ノマド

ノマドとは遊牧民や放浪者の意味、副題は「漂流する高齢労働者たち」
アメリカにおいて1930年代の世界恐慌にはトレーラーハウス生活者が急増、そしてリーマンショック以降住居を追われた人々は放浪型の車上生活者となった。

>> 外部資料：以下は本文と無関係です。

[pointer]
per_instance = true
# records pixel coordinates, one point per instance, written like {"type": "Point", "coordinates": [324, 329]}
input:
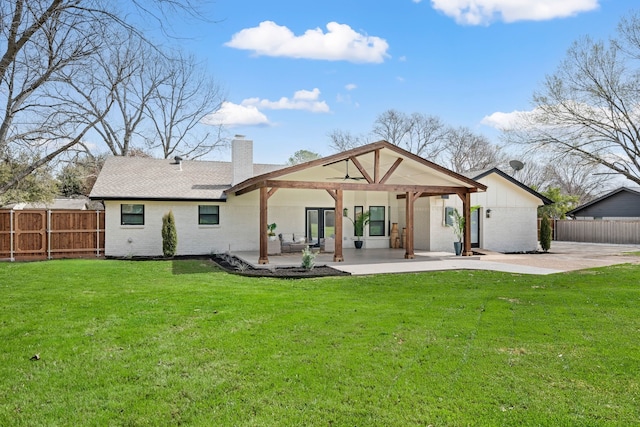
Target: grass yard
{"type": "Point", "coordinates": [167, 343]}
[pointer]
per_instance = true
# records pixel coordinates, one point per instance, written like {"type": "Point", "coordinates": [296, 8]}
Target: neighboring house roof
{"type": "Point", "coordinates": [621, 202]}
{"type": "Point", "coordinates": [81, 203]}
{"type": "Point", "coordinates": [482, 173]}
{"type": "Point", "coordinates": [140, 178]}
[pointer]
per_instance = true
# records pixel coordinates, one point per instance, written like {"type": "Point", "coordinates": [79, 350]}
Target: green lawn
{"type": "Point", "coordinates": [168, 343]}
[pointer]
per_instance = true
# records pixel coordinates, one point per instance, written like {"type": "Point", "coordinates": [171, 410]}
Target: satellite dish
{"type": "Point", "coordinates": [516, 165]}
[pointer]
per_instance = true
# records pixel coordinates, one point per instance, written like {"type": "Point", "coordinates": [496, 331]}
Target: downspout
{"type": "Point", "coordinates": [11, 231]}
{"type": "Point", "coordinates": [49, 234]}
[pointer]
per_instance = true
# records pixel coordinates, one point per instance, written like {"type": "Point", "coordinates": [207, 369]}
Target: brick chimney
{"type": "Point", "coordinates": [241, 159]}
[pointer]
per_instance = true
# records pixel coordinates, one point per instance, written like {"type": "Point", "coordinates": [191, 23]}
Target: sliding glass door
{"type": "Point", "coordinates": [320, 223]}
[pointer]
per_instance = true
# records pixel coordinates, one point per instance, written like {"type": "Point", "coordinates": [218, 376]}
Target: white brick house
{"type": "Point", "coordinates": [225, 206]}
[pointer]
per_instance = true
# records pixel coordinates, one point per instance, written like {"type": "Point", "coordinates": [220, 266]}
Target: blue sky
{"type": "Point", "coordinates": [293, 71]}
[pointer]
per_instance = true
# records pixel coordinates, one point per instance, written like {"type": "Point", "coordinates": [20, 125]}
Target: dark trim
{"type": "Point", "coordinates": [160, 199]}
{"type": "Point", "coordinates": [514, 181]}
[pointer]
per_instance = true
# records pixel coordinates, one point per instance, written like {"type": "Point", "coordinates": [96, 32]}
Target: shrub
{"type": "Point", "coordinates": [308, 259]}
{"type": "Point", "coordinates": [169, 235]}
{"type": "Point", "coordinates": [545, 233]}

本書はリンダ、64歳の女性ノマドの1年を追うと共に、著者自らもその体験者となって、ノマド生活をリポートしたもの。
アメリカ2015年の国勢調査によれば、独居高齢女性の6人に1人が貧困ライン以下の生活をしているという。
しかし平均寿命は女性の方が男性より5年長いから、経済的に厳しい生活を強いられる時間は長い。
それが車上生活をしながら、短期の雇用を求めてアメリカ中を移動する季節労働者(ワーキャンパー)の彼らを誕生させた。
繁盛期のキャンプサイトやアマゾン倉庫、収穫期の農場、いずれも低賃金の上、年齢に不釣り合いな過酷労働を強いられる彼らは、それでも弱音を吐かず希望を持って生活している。

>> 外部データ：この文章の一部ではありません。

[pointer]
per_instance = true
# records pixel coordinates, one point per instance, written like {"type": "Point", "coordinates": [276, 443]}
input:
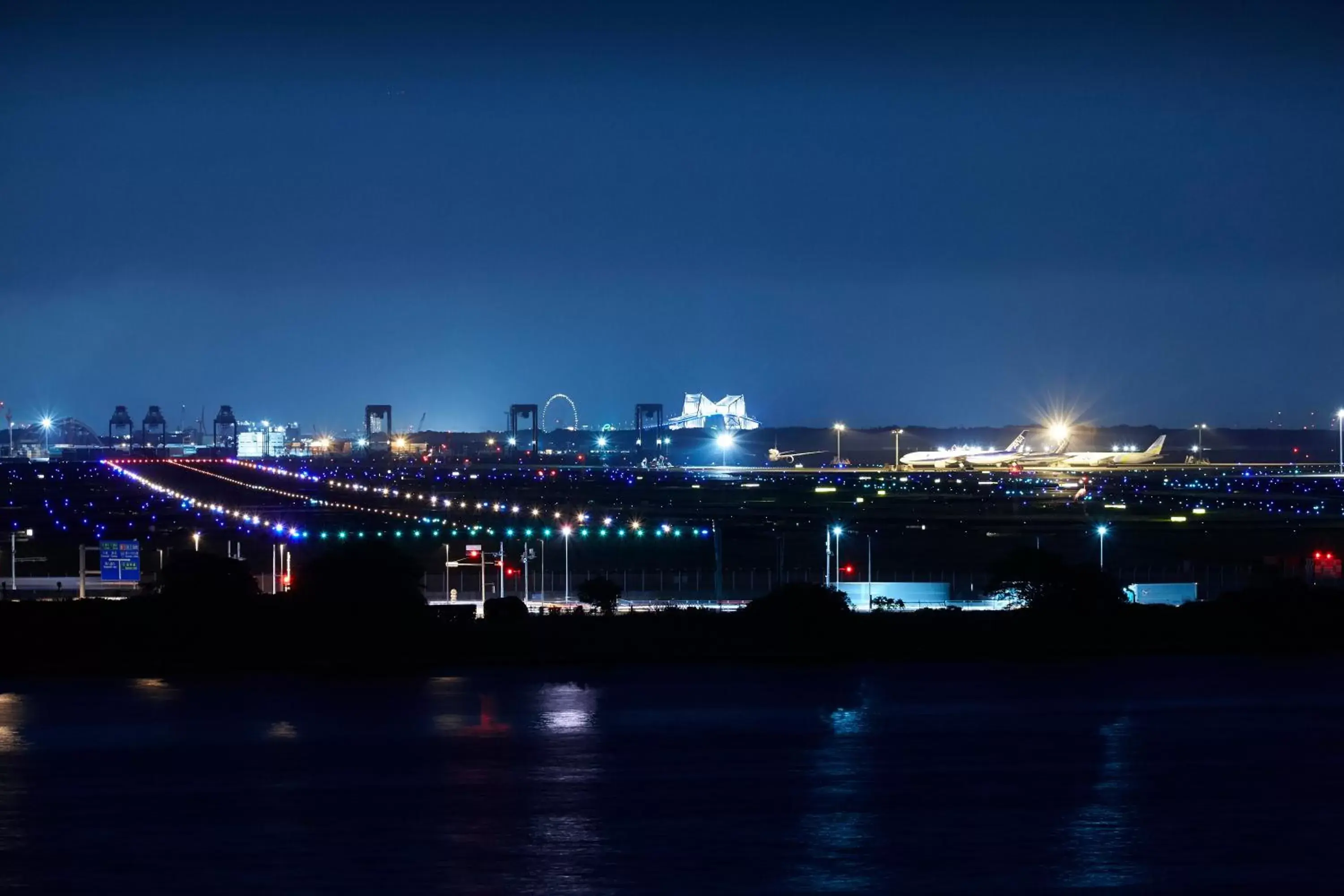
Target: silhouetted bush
{"type": "Point", "coordinates": [1042, 581]}
{"type": "Point", "coordinates": [506, 610]}
{"type": "Point", "coordinates": [800, 602]}
{"type": "Point", "coordinates": [601, 594]}
{"type": "Point", "coordinates": [362, 575]}
{"type": "Point", "coordinates": [205, 578]}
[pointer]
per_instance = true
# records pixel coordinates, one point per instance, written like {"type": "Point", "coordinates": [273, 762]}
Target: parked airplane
{"type": "Point", "coordinates": [1116, 458]}
{"type": "Point", "coordinates": [1023, 458]}
{"type": "Point", "coordinates": [960, 456]}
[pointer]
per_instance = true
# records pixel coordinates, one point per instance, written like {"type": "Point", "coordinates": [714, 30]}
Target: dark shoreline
{"type": "Point", "coordinates": [152, 640]}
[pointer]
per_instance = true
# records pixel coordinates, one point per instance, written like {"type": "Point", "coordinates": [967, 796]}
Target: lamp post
{"type": "Point", "coordinates": [838, 531]}
{"type": "Point", "coordinates": [725, 443]}
{"type": "Point", "coordinates": [566, 531]}
{"type": "Point", "coordinates": [1339, 424]}
{"type": "Point", "coordinates": [827, 574]}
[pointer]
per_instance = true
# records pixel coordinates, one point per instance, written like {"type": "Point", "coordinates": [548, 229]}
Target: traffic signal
{"type": "Point", "coordinates": [1327, 566]}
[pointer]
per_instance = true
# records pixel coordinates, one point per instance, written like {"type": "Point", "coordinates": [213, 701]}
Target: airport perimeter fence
{"type": "Point", "coordinates": [745, 583]}
{"type": "Point", "coordinates": [686, 585]}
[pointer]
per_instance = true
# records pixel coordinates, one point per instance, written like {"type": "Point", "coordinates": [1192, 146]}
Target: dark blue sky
{"type": "Point", "coordinates": [945, 214]}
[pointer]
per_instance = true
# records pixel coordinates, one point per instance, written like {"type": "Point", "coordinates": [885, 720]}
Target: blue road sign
{"type": "Point", "coordinates": [120, 560]}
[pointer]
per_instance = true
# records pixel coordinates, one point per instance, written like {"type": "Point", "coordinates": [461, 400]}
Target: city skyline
{"type": "Point", "coordinates": [870, 214]}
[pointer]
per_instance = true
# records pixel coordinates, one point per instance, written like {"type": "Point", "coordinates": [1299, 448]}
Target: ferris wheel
{"type": "Point", "coordinates": [574, 413]}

現在日本でのアウトドアに付随した車中泊ブームとは異なるシリアスな状況、しかし今後の経済を考えると遠からず日本も同様な状況になるのではと思った。
たぶん本書を読んだ以上の感慨は受けられないだろうから、本書を元に製作された映画「ノマドランド」は鑑賞しないだろう。

現在40〜50代、特に女性にオススメの書か。
読んで憂鬱にならず、今から対策練りましょう。